3) Don quoted Phillip Pullman saying Plumbers don’t get plumbers block, Writers don’t get writers’ block. It’s a matter of putting one word down after another. Don remembers writing a novel about a young man coming to terms with his brother’s suicide and feeling stuck about the scene where the boy found his dead brother. Sitting beside a woman on a plane, as usual he questioned her intensely and she told her story about seeing the towers come down in Manhattan and first reactions which were of shock. That conversation enabled him to write the scene: the boy would go and do something normal.
4) Don believes the most important quality is promotion. Harper Collins has had excellent editors who have helped him make the best book. They also helped him laugh at himself. Don suggests writing competitions are an excellent way to get exposure.
5) He had a book in 2012 he hated and asked the publisher to delay it. When he got a new editor, every suggestion she made was excellent and he trusted her and the book as a result was much better.

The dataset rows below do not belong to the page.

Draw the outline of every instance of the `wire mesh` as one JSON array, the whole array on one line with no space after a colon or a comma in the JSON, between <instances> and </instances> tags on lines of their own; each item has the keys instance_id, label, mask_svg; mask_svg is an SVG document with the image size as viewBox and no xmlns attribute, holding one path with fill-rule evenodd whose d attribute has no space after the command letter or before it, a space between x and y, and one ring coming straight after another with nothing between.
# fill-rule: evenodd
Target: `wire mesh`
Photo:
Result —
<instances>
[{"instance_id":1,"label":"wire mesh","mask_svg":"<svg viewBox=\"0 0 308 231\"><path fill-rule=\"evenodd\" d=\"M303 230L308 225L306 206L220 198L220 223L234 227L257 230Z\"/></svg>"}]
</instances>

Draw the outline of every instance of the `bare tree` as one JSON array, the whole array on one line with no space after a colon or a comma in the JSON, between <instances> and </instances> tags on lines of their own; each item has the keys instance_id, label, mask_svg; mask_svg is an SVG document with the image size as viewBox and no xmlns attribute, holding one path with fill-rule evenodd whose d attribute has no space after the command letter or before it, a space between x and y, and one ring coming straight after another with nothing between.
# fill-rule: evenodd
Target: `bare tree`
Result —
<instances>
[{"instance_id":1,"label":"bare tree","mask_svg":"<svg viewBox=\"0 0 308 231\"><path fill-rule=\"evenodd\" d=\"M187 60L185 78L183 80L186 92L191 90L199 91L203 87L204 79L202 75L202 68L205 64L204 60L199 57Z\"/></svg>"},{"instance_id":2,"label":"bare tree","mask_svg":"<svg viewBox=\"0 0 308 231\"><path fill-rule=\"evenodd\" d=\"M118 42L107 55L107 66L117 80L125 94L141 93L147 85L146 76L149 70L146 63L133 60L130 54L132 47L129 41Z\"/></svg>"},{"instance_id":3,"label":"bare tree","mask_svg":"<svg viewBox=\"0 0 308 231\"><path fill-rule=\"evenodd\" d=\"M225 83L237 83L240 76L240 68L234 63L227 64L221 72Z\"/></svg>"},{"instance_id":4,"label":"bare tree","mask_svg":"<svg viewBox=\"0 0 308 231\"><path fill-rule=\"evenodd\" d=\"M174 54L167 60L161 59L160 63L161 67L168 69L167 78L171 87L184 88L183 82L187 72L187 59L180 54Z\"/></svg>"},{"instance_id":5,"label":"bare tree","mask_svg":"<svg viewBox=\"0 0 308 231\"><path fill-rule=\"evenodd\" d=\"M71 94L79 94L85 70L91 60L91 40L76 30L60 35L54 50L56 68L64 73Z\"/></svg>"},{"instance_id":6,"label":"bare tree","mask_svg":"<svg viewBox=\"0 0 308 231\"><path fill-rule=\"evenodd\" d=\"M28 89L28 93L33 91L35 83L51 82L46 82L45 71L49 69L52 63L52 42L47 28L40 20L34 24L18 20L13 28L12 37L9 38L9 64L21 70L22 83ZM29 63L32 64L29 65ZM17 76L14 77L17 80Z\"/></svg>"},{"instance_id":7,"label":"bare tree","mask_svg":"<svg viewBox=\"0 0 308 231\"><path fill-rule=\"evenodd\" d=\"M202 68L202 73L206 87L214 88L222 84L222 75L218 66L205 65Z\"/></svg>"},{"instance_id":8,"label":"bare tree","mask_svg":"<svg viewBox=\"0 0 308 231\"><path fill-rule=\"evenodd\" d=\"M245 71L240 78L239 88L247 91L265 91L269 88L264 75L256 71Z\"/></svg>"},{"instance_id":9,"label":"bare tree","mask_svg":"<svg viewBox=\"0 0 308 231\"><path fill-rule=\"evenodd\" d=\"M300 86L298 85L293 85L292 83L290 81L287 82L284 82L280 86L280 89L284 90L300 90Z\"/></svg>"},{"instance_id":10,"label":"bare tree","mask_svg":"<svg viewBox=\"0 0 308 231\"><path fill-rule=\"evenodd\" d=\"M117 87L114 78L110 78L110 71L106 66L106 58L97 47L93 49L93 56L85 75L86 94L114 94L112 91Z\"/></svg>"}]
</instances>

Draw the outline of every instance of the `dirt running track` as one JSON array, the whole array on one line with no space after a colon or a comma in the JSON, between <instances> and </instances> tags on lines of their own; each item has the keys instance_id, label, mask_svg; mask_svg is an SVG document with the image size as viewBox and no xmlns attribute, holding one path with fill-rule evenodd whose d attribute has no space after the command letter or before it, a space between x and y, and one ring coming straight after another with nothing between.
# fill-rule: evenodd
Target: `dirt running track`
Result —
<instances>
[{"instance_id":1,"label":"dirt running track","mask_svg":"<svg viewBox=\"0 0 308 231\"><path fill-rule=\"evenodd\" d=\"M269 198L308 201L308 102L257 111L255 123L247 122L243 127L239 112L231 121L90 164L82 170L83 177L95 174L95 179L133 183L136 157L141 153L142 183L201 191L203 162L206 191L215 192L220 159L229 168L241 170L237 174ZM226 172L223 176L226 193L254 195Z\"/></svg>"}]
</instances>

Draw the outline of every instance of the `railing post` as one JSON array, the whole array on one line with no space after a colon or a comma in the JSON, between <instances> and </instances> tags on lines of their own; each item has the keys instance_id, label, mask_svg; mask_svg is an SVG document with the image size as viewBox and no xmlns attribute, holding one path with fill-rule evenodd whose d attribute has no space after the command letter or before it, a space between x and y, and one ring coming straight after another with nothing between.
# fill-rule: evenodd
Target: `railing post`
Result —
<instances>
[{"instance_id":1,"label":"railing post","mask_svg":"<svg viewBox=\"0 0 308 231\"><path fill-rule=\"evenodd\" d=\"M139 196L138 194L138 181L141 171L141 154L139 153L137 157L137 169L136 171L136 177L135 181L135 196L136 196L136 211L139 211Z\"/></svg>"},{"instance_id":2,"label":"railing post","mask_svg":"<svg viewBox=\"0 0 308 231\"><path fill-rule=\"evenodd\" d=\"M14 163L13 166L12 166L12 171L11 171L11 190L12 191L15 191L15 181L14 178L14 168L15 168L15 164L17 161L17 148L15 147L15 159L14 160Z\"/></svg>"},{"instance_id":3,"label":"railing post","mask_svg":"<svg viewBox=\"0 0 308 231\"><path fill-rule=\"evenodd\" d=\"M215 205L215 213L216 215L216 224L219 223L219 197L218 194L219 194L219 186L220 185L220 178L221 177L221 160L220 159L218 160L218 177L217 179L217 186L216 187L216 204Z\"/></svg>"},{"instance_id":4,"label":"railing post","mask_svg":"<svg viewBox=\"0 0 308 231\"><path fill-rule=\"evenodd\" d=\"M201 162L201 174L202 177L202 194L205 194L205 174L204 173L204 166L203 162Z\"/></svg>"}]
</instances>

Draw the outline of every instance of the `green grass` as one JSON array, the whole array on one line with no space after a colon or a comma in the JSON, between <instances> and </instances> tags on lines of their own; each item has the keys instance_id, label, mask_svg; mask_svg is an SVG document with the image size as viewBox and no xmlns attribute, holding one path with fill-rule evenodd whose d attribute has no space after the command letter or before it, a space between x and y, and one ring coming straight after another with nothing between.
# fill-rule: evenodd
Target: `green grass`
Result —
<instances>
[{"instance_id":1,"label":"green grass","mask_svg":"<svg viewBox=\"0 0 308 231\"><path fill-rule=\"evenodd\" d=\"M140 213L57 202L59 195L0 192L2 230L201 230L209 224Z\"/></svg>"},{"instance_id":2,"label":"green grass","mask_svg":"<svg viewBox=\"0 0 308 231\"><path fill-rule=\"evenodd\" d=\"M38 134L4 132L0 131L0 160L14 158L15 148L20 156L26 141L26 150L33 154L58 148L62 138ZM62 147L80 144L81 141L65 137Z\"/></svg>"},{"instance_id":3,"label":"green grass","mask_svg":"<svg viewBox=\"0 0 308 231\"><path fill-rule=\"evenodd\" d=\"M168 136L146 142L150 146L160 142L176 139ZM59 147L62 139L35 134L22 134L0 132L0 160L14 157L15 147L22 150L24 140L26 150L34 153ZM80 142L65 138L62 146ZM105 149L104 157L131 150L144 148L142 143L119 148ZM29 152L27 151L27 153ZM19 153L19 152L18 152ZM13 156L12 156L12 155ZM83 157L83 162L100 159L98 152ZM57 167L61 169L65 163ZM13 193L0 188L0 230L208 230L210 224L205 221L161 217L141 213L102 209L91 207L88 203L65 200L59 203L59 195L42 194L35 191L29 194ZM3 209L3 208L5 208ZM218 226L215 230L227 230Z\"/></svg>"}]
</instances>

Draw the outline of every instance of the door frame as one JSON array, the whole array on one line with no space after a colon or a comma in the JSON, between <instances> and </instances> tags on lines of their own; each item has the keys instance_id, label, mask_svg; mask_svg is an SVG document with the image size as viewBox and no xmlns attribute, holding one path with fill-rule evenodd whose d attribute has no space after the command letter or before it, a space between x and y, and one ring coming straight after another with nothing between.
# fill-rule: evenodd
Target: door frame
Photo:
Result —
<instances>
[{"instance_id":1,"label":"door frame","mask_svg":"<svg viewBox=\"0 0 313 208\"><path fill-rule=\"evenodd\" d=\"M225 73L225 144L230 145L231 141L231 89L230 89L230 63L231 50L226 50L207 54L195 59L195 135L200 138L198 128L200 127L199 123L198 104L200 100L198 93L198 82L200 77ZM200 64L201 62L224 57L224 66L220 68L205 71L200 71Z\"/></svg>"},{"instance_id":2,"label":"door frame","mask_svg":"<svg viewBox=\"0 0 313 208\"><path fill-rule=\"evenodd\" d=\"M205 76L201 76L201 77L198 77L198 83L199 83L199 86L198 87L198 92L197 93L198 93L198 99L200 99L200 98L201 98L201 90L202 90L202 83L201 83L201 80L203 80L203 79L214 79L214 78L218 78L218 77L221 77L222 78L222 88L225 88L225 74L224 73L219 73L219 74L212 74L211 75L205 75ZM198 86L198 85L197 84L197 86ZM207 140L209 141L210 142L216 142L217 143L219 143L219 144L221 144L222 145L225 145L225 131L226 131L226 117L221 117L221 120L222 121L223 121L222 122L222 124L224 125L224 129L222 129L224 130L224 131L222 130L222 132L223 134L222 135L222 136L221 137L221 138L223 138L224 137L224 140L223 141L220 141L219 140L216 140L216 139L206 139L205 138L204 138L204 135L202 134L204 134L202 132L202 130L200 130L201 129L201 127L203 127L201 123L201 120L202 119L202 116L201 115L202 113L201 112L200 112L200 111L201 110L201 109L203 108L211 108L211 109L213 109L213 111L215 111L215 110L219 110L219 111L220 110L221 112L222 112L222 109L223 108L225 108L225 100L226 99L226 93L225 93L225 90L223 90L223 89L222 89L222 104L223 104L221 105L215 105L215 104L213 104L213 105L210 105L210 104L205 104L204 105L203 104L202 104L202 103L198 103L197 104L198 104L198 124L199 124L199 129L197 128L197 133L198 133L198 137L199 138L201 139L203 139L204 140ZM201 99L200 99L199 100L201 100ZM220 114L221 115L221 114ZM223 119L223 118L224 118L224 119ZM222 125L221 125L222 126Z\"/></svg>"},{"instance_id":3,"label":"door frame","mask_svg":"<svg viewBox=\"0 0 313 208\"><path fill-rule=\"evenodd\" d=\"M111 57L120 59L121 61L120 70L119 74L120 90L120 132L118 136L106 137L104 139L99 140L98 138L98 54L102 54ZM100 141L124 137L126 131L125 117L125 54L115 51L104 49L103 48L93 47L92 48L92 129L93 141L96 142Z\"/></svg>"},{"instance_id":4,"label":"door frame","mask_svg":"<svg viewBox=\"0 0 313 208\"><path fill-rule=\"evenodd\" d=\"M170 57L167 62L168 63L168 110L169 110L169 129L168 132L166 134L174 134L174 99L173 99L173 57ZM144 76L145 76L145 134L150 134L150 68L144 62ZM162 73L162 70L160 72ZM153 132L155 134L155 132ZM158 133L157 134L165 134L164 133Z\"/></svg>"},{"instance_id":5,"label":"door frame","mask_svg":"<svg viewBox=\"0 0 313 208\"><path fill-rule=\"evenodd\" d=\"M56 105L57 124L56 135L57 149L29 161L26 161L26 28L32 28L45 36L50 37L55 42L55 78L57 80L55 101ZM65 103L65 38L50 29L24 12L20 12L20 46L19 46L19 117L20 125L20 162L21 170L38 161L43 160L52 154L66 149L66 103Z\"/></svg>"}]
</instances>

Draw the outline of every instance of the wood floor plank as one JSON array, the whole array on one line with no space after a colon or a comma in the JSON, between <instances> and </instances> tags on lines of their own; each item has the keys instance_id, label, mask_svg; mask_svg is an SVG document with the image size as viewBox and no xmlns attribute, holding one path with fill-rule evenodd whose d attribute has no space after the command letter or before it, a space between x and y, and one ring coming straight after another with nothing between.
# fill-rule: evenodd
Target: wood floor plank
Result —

6) He had a critique group early in his career and liked it. He no longer does because he became too busy. His first reader is his wife whose opinion he respects.
1) She has an office where she squirrels away to write a first draft. She feels she wastes her morning time on social media before settling down to work 2 - 10 pm. When she’s doing research she has no schedule.
2) Karen was always an avid reader and when her daughter was four she went to work at the local library and took a writing course and got hooked.
3) Karen went through a crisis when there were medical emergencies in her family and had to set it aside. Karen thinks instead of trying to empty yourself on the page, go fill yourself up with reading or travelling or any kind of life experience.
4) Karen feels she has a great publisher, Pajama Press.
5) Karen feels they are mostly right although she has argued a historical fact when she knows she’s right. She has hired a freelance editor.
6) Karen lives in a small community and has two trusted readers not a critique group.
1) She lives near the water 90 minutes from St. Johns and begins her day with a walk, thinking about the story. She often sits on her couch looking out over the water when she’s not at her desk. She feels she’s like a cat, getting tea, getting up, and finally settles down to a couple of hours in the morning, and couple in the afternoon 3-4 hours in a day. If she’s editing a story she can spend longer.
2) Charis loved daydreaming as a child and put herself in her stories. As an adult she wrote her first novel for her nephew (which didn’t get published). She worked freelance as an editor for publishers. It took her five years from her nonfiction books to make the switch to writing fiction.
3) Charis has recently thought about writers’ block and her only advice is to persevere. If Charis is stuck she writes about anything, the weather, her family, anything. Keep at it.
4) Charis would like to be taken her out to expensive lunches, respect her ideas, listen, give her a great advance so she could live on it, they’d market and sell her books. Charis doesn’t have an agent but uses Sally Keefe Cohen to negotiate her contracts.
5) Charis generally tries to trust her editors and consider their questions and suggestions although she will fight for something she feels strongly about.
6) Charis prefers to work on her own.